Singapore posts 11.8% higher NODX in July on non-electronic export growth

Singapore posts 11.8% higher NODX in July on non-electronic export growth

By: 
Michelle Zhu
17/08/18, 10:33 am

SINGAPORE (Aug 17): Singapore’s non-oil domestic exports (NODX) grew by 11.8% y-o-y in July this year after the 0.8% increase in June, as non-electronic NODX grew to outweigh the decline in electronics.

This is according to Enterprise Singapore’s latest external trade figures for July 2018, which reflected that growth of NODX to the majority of Singapore’s top 10 markets was driven mainly by the US (+33.7%), Japan (53.9%) and Indonesia (+42.8%).

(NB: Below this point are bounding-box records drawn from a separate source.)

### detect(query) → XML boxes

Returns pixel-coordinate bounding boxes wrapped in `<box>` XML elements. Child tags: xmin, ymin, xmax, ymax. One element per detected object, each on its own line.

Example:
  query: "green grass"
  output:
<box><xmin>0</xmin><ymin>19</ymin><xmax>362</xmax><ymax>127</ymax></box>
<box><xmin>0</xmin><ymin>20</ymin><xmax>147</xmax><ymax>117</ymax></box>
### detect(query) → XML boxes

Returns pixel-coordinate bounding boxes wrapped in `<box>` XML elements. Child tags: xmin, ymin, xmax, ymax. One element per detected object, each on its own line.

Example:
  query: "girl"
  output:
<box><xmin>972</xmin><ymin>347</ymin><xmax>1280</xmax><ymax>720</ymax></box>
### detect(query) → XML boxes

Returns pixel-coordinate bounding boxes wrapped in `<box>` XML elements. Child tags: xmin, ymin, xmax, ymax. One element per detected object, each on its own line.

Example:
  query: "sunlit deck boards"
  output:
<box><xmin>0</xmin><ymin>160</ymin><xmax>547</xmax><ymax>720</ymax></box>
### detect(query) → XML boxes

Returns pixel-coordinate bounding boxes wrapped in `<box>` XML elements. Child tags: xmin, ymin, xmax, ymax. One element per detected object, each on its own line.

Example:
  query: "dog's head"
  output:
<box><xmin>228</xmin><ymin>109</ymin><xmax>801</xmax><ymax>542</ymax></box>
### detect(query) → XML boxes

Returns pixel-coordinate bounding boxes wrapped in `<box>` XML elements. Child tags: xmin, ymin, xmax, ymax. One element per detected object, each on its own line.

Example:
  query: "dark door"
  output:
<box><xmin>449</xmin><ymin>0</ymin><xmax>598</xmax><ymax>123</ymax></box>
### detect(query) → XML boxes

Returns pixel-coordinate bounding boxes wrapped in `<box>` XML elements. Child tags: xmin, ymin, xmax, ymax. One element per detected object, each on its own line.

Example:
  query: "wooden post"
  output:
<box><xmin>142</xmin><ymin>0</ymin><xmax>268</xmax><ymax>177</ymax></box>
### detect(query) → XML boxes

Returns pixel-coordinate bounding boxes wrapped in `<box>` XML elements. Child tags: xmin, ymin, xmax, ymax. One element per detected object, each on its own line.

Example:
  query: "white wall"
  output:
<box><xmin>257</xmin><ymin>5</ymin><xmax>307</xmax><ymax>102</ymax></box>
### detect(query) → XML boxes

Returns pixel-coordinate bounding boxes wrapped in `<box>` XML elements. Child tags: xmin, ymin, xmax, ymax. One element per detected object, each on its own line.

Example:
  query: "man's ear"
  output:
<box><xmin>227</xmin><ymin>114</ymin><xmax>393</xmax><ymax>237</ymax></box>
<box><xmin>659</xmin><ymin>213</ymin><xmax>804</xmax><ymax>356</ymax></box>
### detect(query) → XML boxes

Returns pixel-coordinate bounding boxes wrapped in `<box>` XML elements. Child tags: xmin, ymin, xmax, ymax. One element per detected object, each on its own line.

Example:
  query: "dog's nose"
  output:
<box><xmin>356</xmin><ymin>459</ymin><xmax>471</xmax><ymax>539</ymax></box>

Based on the data, total trade grew by 17.6% y-o-y, extending the 10.2% growth in the preceding month as total exports rose by 13.7% in July from 8% the month before. Total imports grew 22.1% after the 12.7% rise in June.

Meanwhile, electronic NODX declined 3.8% on a y-o-y basis after the 8.6% decrease in the previous month. ICs, diodes & transistors and parts of PCs contributed the most to the decrease in electronic domestic exports.

Non-electronic products however continued to grow, expanding by 18.8% y-o-y following the 4.5% in June, boosted mainly by pharmaceuticals, food preparations and primary chemicals.

Oil domestic exports expanded by 38.2% in July following a 34.7% y-o-y rise in the preceding month – with higher sales to Indonesia, Malaysia and Hong Kong contributing the most to the increase of oil domestic exports. In volume terms, however, oil domestic exports fell by 1.7% after the 5.4% decline in June.

In all, non-oil re-exports (NORX) rose by 8.5% following the 5.2% y-o-y increase in June, due to the growth in non-electronic NORX which outweighed the decline in electronics.

Singapore’s latest NODX data for July has exceeded both market consensus forecasts and that of OCBC, whose growth forecast for 2018 NODX is 4-5% y-o-y, above Enterprise Singapore’s recently upgraded forecast of 2.5-3.5% y-o-y.

In a Friday report, Selina Ling, head of treasury research & strategy, OCBC Bank, says she deems the July NODX print as a healthy start for NODX to 2H18, bringing the NODX growth for 7M18 to 6.2% on-year.

“However, the higher 9.7% y-o-y NODX growth seen for Aug-Dec 2017, and the escalating US-Sino trade war, may still pose some headwinds for NODX growth in the coming months,” she cautions.

On July electronics exports data, Ling also highlights that pharmaceuticals’ output and exports can be “rather volatile” depending on the turnaround for each production cycle – thus making it unclear of how long the current uptick will sustain beyond the immediate few months ahead.

“Notably, NODX to China was flat on-year in July after shrinking by 15.8% y-o-y in June – even though non-electronics NODX rose 9.1% y-o-y in July, this was insufficient to offset the 20.3% y-o-y drop in electronics NODX, and the latter could be reflective of some spillover effects from the US-Sino trade spat,” she adds.